Runners complain after Bradford event error
Runners have complained after an error cut short the distance of this year's Bradford City Run.
After Sunday's event runners said they were sent the wrong way on the 5k loop, which caused the race to be about 500m short and the 10k race only 9k long.
Tom Potter, from Otley Athletic Club, said he wanted his entry fee refunded. A local MP said the event had still raised money for good causes.
Bradford Council has apologised for the error, calling it "a genuine mistake".
Mr Potter, who ran the 10k race, said: "It was very clear that the race was cut short. I could sense that some of the charity runners that were running the event or potential first-time 10k runners were very disgruntled by this."
He said he believed the council should have brought in a local running club to help organise the event.
Other runners took to social networking websites to complain about the error.
Chris Young, from Leeds, tweeted: "Unofficial time for today's Bradford City 10k run was 42m 5s. Sadly race organisers messed course distance up so time doesn't count as [personal best]."
David Ward, Liberal Democrat MP for Bradford East, also took part in the 10k run.
He said: "I enjoyed it with friends and colleagues to raise a bit of money for charity.
"It was a bit of a challenge and bit of fun and a chance to support the revival of the city centre.

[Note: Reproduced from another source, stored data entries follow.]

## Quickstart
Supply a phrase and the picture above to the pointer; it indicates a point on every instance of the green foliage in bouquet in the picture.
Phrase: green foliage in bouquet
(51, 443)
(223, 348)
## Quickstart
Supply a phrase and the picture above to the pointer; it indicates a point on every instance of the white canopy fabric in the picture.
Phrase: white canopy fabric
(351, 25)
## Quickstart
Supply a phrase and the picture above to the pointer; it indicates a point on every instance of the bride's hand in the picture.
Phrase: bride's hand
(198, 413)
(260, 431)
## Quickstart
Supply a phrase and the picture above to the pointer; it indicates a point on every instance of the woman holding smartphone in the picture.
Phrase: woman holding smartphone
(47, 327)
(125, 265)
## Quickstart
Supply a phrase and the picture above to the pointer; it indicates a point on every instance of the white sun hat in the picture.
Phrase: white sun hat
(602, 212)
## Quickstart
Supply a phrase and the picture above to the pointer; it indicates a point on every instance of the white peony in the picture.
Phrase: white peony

"This is serious, I don't want to minimise it, but it has happened.
"We have got to reassure [the runners] that it will never happen again."
Phil Barker, Bradford Council's assistant director for sport and leisure, said the council apologised to all the runners who took part in the Bradford City Run.

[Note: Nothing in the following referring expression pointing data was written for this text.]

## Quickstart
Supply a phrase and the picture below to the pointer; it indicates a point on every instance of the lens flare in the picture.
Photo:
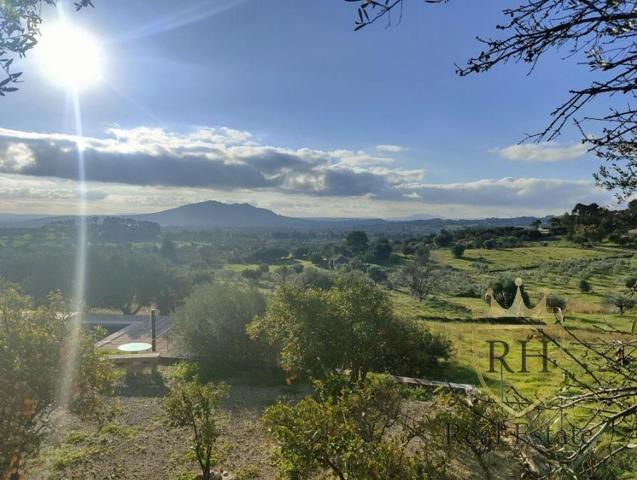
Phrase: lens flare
(70, 56)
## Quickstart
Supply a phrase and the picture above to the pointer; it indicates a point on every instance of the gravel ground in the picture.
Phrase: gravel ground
(137, 444)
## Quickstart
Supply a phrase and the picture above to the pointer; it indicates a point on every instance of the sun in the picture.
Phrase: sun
(70, 56)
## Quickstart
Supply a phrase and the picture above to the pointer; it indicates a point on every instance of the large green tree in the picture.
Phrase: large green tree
(33, 351)
(212, 326)
(350, 326)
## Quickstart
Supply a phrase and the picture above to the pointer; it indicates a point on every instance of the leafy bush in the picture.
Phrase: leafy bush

"Although the course was correctly marked up, one of the marshals unfortunately misunderstood his briefing and sent the runners the wrong way on the 5k loop.
"It was a genuine mistake and we are sorry that runners were unable to record accurate comparable race times because of the error."
Bradford Council plans to run the race again in 2013 and invited any interested parties, including running clubs, to get involved in the planning, Mr Barker added.